No particular pattern (?), but certainly: heteroskedasticity!

In [None]:
plt.scatter(carnivores.PredictedNeonateMass, carnivores.residual)
plt.axhline(0, color='red');
plt.xlabel("predicted neonate body mass"); plt.ylabel("residual of neonate body mass");

Why is heteroskedasticity a problem?
Above, we see that small body masses are all very close to the predicted line.
Indeed they have to be!
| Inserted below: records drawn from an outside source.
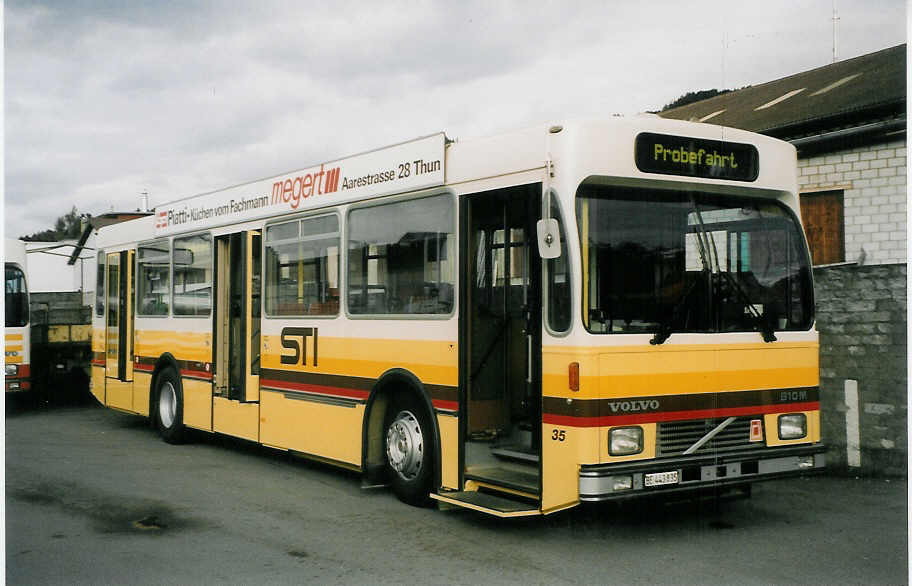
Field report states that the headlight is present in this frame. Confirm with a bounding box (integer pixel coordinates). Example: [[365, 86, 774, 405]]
[[608, 427, 643, 456], [779, 413, 807, 439]]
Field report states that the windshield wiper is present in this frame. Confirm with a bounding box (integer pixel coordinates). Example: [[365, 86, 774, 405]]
[[649, 278, 706, 346], [684, 194, 776, 342], [720, 271, 777, 342]]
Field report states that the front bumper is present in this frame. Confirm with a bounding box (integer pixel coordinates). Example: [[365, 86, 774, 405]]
[[579, 444, 826, 501]]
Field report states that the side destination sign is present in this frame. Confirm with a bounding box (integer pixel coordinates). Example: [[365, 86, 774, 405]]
[[635, 132, 760, 181], [155, 132, 446, 235]]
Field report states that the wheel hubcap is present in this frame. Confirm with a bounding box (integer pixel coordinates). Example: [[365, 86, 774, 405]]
[[386, 411, 424, 480], [158, 382, 177, 428]]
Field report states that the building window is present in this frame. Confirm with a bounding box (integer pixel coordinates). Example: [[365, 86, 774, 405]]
[[348, 195, 456, 315], [137, 240, 171, 315], [171, 234, 212, 316], [801, 190, 845, 265]]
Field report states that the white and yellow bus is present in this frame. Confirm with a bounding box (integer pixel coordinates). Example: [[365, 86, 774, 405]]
[[92, 116, 824, 516], [3, 238, 32, 393]]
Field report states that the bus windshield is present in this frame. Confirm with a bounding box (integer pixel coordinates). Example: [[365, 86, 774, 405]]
[[576, 184, 814, 336], [5, 264, 28, 328]]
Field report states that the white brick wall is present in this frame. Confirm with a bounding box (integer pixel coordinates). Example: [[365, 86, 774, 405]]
[[798, 139, 908, 264]]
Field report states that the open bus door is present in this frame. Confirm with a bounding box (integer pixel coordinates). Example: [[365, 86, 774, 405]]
[[104, 250, 134, 413], [212, 230, 262, 441]]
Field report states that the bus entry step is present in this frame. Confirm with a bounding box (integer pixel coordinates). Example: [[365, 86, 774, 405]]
[[431, 490, 541, 517]]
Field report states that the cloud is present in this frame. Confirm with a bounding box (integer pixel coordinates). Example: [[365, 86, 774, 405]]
[[4, 0, 904, 235]]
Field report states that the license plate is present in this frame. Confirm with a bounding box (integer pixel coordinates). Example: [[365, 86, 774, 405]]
[[643, 470, 678, 486]]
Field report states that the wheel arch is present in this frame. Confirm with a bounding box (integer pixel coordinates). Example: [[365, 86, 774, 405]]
[[149, 352, 181, 426], [361, 368, 441, 486]]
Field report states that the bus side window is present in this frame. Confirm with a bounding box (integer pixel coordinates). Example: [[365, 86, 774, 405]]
[[547, 195, 572, 333]]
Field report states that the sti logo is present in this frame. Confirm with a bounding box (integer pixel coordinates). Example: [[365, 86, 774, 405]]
[[270, 164, 342, 210]]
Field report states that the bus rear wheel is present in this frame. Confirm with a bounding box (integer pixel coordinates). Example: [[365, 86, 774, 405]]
[[153, 367, 186, 444], [384, 401, 434, 506]]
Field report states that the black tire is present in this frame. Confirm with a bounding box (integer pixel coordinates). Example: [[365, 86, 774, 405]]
[[383, 398, 434, 507], [152, 366, 186, 444]]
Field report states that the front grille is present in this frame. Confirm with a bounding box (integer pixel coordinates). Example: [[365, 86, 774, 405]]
[[656, 415, 766, 457]]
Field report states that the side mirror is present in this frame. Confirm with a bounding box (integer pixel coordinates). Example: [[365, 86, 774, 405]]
[[535, 218, 561, 259]]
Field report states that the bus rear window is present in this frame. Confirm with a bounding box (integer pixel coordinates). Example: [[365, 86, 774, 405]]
[[266, 215, 339, 316], [5, 264, 28, 328], [348, 195, 456, 315]]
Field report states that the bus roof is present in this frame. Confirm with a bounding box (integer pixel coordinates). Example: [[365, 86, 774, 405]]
[[91, 115, 795, 248]]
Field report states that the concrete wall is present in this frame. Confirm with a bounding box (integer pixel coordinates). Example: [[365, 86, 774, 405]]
[[798, 138, 908, 264], [814, 264, 908, 475]]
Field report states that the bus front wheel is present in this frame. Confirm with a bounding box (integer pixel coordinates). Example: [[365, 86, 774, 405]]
[[384, 401, 434, 506], [155, 367, 185, 444]]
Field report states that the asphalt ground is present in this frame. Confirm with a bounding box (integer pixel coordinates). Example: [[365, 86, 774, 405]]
[[5, 396, 908, 585]]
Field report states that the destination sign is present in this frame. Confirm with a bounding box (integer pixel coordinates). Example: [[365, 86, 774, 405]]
[[635, 132, 760, 181]]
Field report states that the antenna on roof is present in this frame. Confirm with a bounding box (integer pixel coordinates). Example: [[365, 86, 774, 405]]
[[832, 0, 839, 63]]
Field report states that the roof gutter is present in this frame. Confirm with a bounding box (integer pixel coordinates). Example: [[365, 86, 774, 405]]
[[789, 118, 906, 150]]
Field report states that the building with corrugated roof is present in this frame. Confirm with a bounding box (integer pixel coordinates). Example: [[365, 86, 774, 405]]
[[660, 44, 908, 475]]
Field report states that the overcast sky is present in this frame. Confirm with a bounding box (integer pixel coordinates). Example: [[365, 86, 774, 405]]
[[4, 0, 906, 237]]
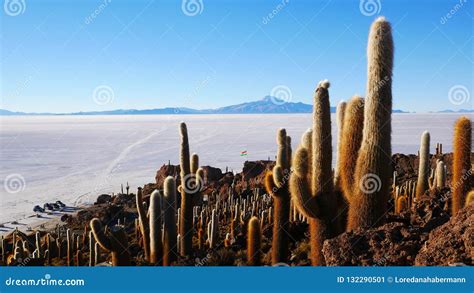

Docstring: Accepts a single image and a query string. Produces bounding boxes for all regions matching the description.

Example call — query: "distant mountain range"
[0,96,462,116]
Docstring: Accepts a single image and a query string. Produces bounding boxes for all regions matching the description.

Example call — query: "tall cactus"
[163,176,177,266]
[90,218,130,266]
[265,129,291,264]
[348,17,393,230]
[451,117,472,215]
[247,217,262,266]
[179,122,204,256]
[435,161,446,188]
[89,231,95,267]
[290,81,339,265]
[416,131,430,200]
[334,101,347,190]
[136,187,150,261]
[150,190,163,265]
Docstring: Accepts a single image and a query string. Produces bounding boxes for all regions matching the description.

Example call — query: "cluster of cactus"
[1,225,95,266]
[135,176,178,266]
[179,122,204,256]
[265,129,291,264]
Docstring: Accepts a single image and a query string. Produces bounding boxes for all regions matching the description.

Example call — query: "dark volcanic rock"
[95,194,112,204]
[323,189,449,266]
[323,222,423,266]
[415,204,474,266]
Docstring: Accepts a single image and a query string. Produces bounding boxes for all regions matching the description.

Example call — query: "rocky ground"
[2,154,474,266]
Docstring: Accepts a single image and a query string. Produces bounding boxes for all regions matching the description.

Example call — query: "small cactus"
[265,129,291,264]
[90,218,130,266]
[451,117,472,215]
[163,176,177,266]
[179,122,204,256]
[334,101,347,189]
[466,190,474,206]
[247,217,262,266]
[150,190,163,265]
[416,131,430,200]
[89,231,95,267]
[66,229,74,266]
[136,187,150,261]
[348,17,393,230]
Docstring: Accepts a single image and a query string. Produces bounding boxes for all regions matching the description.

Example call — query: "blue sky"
[0,0,474,112]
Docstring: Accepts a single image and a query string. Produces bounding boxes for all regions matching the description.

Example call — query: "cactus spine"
[334,101,347,190]
[66,229,74,266]
[247,217,262,266]
[348,17,393,230]
[436,161,446,188]
[136,187,150,261]
[90,218,130,266]
[89,231,95,267]
[265,129,291,264]
[466,190,474,206]
[163,176,177,266]
[451,117,472,215]
[150,190,163,265]
[416,131,430,200]
[339,96,364,202]
[290,81,338,265]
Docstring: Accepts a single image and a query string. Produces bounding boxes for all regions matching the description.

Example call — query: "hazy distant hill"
[0,96,407,116]
[436,109,474,113]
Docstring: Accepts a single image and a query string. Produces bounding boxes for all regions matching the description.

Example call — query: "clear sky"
[0,0,474,112]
A 5g weasel can't have a 100kg baby.
So: these small animals are not affecting the fit of that line very much at all.
Maybe that's okay - if we're interested in a relationship that holds
only for big animals, for instance -
but we should dig more.

# A transformation

One reason for having bad model fit
is that you aren't looking at the data through the right lens.

Most commonly:
if the data vary by *percent changes*,
then using standard methods (that assume *additive changes*)
won't do so great.
But, the **logarithm** turns percent changes
into additive changes!

Let's try it out.

In [None]:
for f in colors:
    sub = carnivores[carnivores.Family == f]
    plt.scatter(sub.AdultBodyMass_g, sub.NeonateBodyMass_g, color=colors[f], s=100, label=f)
plt.xscale("log"); plt.yscale("log")  # log-log axes
plt.xlabel("adult mass"); plt.ylabel("neonate mass"); plt.legend();

Okay, let's now fit a model
to log(adult) and log(neonate) mass:

In [None]:
carnivores['logAdultBodyMass_g'] = np.log(carnivores['AdultBodyMass_g'])
carnivores['logNeonateBodyMass_g'] = np.log(carnivores['NeonateBodyMass_g'])
fit2 = lm().fit(carnivores[['logAdultBodyMass_g']], carnivores.logNeonateBodyMass_g)
carnivores

In [None]:
for f in colors:
    sub = carnivores[carnivores.Family == f]
    plt.scatter(sub.logAdultBodyMass_g, sub.logNeonateBodyMass_g, color=colors[f], s=100, label=f)
pred2 = pd.DataFrame({
    "logAdultBodyMass_g": np.linspace(np.min(carnivores.logAdultBodyMass_g),
                                      np.max(carnivores.logAdultBodyMass_g), 201)
})
pred2['logNeonateBodyMass_g'] = fit2.predict(pred2)
plt.plot(np.log(pred.AdultBodyMass_g), np.log(pred.NeonateBodyMass_g), label='orig fit')
plt.plot(pred2.logAdultBodyMass_g, pred2.logNeonateBodyMass_g, label='log fit')
plt.xlabel("log adult mass"); plt.ylabel("log neonate mass"); plt.legend();

## Conclusions?

1. taking logs is definitely the way to fit these data
2. each family looks to have a different relationship
3. so a better model would allow different lines for each family

In [None]:
for f in colors:
    sub = carnivores[carnivores.Family == f]
    fit_sub = lm().fit(sub[['logAdultBodyMass_g']], sub.logNeonateBodyMass_g)
    plt.scatter(sub.logAdultBodyMass_g, sub.logNeonateBodyMass_g, color=colors[f], s=100, label=f)
    pred_sub = pd.DataFrame({
        "logAdultBodyMass_g": np.linspace(np.min(sub.logAdultBodyMass_g),
                                          np.max(sub.logAdultBodyMass_g), 201)
    })
    pred_sub['logNeonateBodyMass_g'] = fit_sub.predict(pred_sub)
    plt.plot(pred_sub.logAdultBodyMass_g, pred_sub.logNeonateBodyMass_g, color=colors[f])
plt.legend();

Next steps: Fit the model with the additional variables
to see if maybe we don't need separate models by family any more?
Perhaps `AgeatEyeOpening_d` and `WeaningAge_d`?